Il semble que la réussite de ces pays, caractérisée par un esprit novateur et une société sans ostentation, repose sur la stratégie suivante : esprit asiatique, technologie occidentale ; un ensemble de mesures d’encouragement grâce auxquelles il a été rentable d’investir dans des activités à forte proportion de main d’œuvre en économisant des capitaux et une main qualifiée peu abondante ; une large intervention des pouvoirs publics dans l’économie destinée à contrebalancer les distorsions susceptibles de se produire dans une économie de marché ; l’acceptation des contraintes qu’implique le libre jeu de la concurrence, se traduisant essentiellement par des mesures destinées à inciter l’industrie à être concurrentielle sur le marché mondial et donc à faire preuve d’efficience ; une forte rentabilité des investissements et un milieu politique et administratif où les décisions sont rarement arbitraires ou dictées par des considérations personnelles ; l’éducation et l’intégration des femmes ; les traditions culturelles : ainsi le dicton, « le groupe l’emporte sur l’individu » ou « la famille l’emporte sur l’individu », devient « l’État l’emporte sur l’individu » ; les critères plaçant l’individu dans la hiérarchie sont la vertu et le mérite ; la cohésion du groupe est primordiale ; l’individualisme est assimilé à de l’égoïsme.
En résumé, les valeurs confucéennes, à la base de la réussite du modèle asiatique sont : éthique professionnelle, souci de l’épargne, zèle, respect pour l’instruction, souci d’éviter les conflits dans les relations sociales, loyauté à l’égard de la hiérarchie, importance attribuée à l’ordre et à l’harmonie.
Nous devons donc nous atteler à faire évoluer les mentalités sur toutes les questions que nous venons d’évoquer.
Mesdames et Messieurs,
Une fois les valeurs et les contre-valeurs identifiées nous avons besoin de vecteurs au moyen desquels nous pouvons les promouvoir ou les combattre.
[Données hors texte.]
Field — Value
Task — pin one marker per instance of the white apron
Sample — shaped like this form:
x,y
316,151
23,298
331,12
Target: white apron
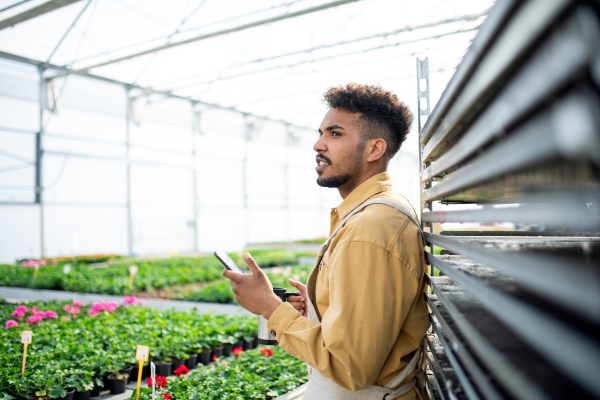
x,y
322,388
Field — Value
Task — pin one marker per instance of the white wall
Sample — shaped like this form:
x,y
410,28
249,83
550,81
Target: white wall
x,y
85,175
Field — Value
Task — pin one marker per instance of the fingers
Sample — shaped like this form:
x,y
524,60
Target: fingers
x,y
231,275
298,285
252,264
296,299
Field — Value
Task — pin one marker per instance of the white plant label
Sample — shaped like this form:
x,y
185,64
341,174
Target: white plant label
x,y
153,376
142,353
26,336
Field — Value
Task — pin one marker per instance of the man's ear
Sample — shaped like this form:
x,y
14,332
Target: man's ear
x,y
376,148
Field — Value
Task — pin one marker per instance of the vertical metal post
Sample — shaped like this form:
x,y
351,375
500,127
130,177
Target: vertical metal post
x,y
38,163
195,129
128,119
423,107
247,135
286,181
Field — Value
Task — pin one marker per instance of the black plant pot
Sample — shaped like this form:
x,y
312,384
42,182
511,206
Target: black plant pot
x,y
69,396
83,395
227,349
204,357
95,391
216,351
164,368
192,361
178,363
117,386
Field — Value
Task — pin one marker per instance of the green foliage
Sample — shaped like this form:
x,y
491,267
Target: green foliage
x,y
75,352
112,277
220,291
251,376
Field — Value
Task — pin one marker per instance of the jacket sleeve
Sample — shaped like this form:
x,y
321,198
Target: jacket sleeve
x,y
371,292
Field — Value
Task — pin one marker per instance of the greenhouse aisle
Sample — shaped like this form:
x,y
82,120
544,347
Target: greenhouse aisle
x,y
18,294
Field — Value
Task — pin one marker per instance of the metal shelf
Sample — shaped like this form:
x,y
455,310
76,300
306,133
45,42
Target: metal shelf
x,y
468,371
540,266
564,58
570,350
444,375
496,20
570,215
517,36
545,152
515,366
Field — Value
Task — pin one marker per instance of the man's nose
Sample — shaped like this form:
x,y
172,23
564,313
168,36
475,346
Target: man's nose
x,y
320,145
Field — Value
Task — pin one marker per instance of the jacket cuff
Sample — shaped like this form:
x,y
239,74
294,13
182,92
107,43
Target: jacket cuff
x,y
281,318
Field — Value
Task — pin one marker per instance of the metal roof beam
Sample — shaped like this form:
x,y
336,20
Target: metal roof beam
x,y
42,64
35,12
214,34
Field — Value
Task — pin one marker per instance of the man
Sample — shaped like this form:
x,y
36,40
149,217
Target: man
x,y
360,321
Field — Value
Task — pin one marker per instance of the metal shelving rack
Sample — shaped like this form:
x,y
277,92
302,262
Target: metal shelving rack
x,y
516,315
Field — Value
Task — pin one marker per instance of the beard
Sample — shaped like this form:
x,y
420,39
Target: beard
x,y
353,169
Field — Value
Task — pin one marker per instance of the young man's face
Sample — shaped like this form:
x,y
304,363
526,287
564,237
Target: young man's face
x,y
340,149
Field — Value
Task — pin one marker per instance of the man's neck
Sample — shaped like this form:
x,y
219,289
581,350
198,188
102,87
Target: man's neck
x,y
352,184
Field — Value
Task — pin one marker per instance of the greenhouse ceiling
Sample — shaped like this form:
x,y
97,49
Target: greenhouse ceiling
x,y
272,58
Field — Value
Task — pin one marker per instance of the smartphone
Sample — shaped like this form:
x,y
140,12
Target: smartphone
x,y
227,262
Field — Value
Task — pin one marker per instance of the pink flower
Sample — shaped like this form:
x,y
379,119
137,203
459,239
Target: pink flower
x,y
11,323
266,351
112,304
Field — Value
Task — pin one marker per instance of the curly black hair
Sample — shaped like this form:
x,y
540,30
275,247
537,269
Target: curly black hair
x,y
383,115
Ces vecteurs sont : les institutions, la famille, l’école y compris l’école coranique, les leaders d’opinion (chefs traditionnels, chefs religieux, opérateurs économiques), les lieux de culte (mosquées et églises), les médias y compris les réseaux sociaux, les chants, le théâtre, la littérature, le cinéma etc…
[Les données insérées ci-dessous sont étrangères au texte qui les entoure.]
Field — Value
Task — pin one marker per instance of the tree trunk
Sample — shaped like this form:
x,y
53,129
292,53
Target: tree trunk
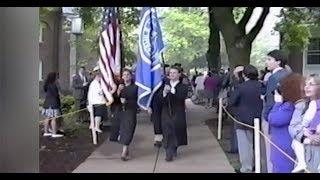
x,y
238,42
213,53
238,56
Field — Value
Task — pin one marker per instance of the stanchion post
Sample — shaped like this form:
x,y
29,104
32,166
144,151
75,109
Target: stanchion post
x,y
257,145
220,118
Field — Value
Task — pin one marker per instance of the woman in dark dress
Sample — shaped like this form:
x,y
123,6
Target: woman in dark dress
x,y
128,93
115,114
174,125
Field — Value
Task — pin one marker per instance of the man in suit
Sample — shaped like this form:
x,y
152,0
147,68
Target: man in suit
x,y
276,62
80,84
247,105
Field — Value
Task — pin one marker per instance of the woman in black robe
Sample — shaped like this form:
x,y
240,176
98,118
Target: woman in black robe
x,y
174,126
128,93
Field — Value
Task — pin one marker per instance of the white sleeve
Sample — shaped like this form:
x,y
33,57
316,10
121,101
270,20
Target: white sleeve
x,y
109,96
164,94
90,94
173,90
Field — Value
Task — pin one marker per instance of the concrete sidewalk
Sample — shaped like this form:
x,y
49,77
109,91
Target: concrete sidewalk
x,y
202,155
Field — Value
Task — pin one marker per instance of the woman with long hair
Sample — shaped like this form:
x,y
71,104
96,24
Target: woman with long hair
x,y
128,93
51,106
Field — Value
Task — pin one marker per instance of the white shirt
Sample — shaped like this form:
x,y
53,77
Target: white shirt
x,y
83,78
276,70
266,77
310,113
200,82
173,89
95,94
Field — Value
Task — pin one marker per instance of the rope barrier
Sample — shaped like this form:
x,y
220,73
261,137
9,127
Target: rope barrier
x,y
68,114
265,137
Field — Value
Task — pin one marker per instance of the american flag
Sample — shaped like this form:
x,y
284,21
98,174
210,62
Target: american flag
x,y
110,51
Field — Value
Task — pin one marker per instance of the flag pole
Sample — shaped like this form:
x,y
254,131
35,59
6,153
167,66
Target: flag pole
x,y
164,72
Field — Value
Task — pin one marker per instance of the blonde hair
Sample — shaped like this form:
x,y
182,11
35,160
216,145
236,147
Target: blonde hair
x,y
316,79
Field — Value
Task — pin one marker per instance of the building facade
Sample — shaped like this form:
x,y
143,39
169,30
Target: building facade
x,y
308,61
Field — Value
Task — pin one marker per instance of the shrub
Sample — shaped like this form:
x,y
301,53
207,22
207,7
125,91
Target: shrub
x,y
67,104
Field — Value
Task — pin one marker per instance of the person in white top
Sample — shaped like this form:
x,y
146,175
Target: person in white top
x,y
200,87
97,100
312,91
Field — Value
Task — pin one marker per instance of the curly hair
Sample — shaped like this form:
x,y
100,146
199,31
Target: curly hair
x,y
291,87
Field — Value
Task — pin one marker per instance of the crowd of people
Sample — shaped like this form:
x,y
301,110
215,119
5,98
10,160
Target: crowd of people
x,y
167,107
287,103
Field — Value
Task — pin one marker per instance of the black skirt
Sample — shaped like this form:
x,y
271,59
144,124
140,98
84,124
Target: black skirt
x,y
100,110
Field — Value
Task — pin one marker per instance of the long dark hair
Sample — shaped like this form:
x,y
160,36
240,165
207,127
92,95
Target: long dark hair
x,y
51,78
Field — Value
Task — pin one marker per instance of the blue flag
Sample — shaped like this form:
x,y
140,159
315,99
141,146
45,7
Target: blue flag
x,y
148,73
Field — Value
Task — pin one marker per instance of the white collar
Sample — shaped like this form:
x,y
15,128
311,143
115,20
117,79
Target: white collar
x,y
173,84
277,69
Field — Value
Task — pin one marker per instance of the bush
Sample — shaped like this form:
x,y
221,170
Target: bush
x,y
67,104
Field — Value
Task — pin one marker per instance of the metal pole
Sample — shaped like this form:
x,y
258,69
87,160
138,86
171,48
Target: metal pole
x,y
220,118
257,145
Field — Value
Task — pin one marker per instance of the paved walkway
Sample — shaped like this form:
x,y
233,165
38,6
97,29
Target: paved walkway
x,y
202,155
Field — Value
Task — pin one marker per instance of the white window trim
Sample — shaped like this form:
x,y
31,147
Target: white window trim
x,y
313,52
41,31
40,71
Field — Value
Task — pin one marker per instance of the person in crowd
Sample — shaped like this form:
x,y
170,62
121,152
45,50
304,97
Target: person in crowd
x,y
98,101
80,83
128,93
275,62
305,129
246,98
52,106
200,87
265,76
236,78
173,119
155,112
285,97
210,86
115,110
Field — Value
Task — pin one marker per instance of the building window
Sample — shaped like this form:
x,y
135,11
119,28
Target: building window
x,y
314,51
41,32
40,71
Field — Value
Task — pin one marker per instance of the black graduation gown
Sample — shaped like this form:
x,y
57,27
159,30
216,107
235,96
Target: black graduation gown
x,y
115,120
128,113
156,106
174,125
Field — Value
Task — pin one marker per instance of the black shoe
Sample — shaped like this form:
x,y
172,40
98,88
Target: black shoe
x,y
169,158
175,154
61,132
124,158
158,144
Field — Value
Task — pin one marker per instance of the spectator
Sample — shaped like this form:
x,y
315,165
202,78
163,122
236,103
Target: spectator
x,y
246,99
52,106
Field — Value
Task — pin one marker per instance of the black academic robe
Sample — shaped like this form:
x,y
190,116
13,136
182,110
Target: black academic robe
x,y
156,106
128,113
115,119
174,125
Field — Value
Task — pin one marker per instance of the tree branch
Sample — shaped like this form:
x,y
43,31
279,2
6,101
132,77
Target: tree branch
x,y
246,17
256,29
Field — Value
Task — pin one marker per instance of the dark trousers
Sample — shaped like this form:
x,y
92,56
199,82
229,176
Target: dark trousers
x,y
233,139
82,115
171,151
156,120
115,123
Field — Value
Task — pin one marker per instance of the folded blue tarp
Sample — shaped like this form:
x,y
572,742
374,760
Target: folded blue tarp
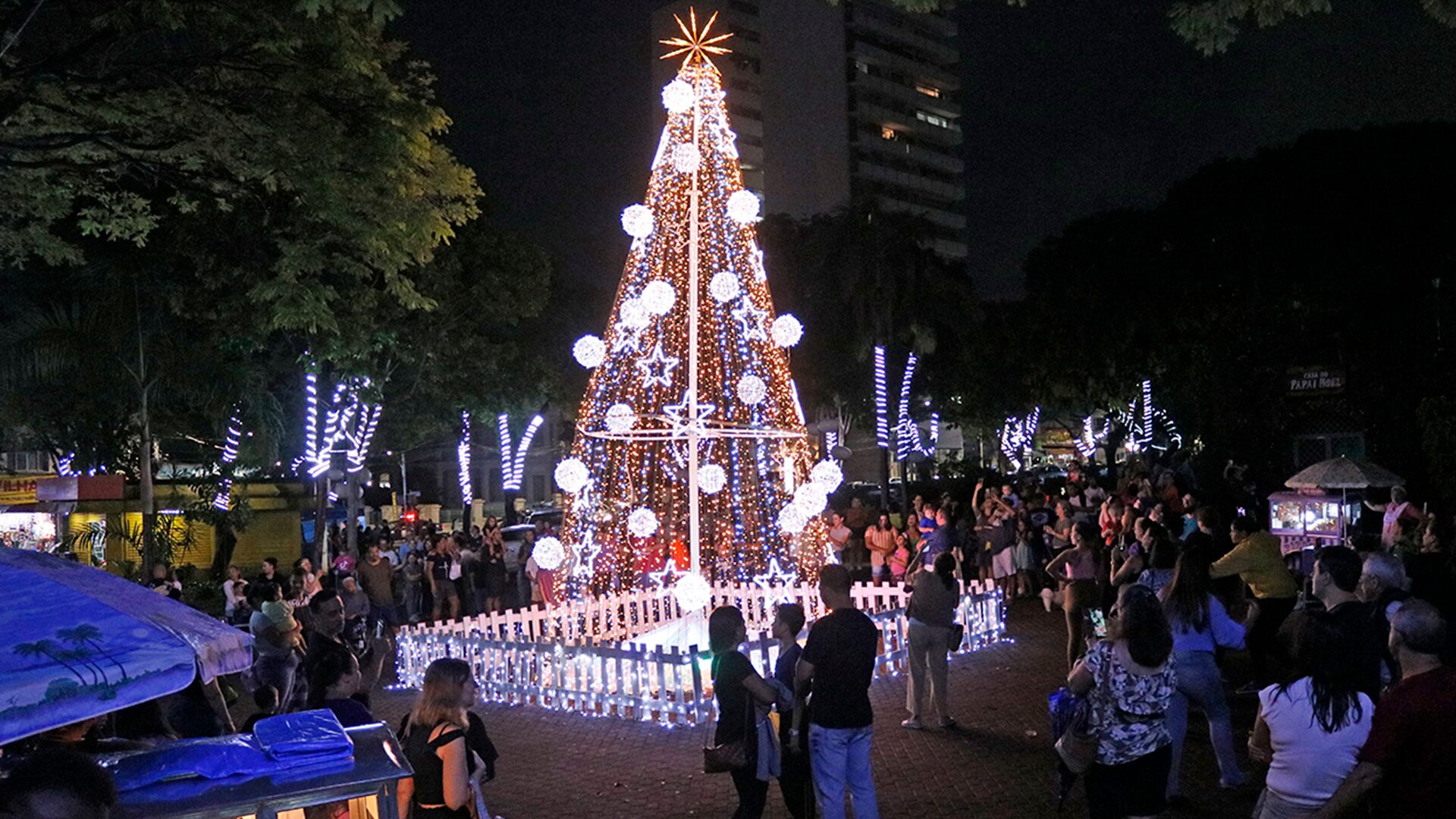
x,y
306,733
280,744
La tâche que nous assigne la renaissance culturelle exige, comme vous l’aurez certainement remarqué, la mobilisation d’une équipe pluridisciplinaire comprenant des économistes, des sociologues, des historiens, des démographes, des psychologues, des politologues, des anthropologues etc…C’est la justification de la tenue du présent colloque. Mes propos liminaires ci-dessus sont destinés à lancer le débat. Nous cédons la place aux spécialistes dont les échanges nous permettront de disposer d’un document exploitable sur la renaissance culturelle en vue de la modernisation sociale, politique et économique de notre pays. En souhaitant pleins succès à vos travaux, Mesdames et Messieurs les experts, je déclare ouverts les travaux du colloque sur la renaissance culturelle.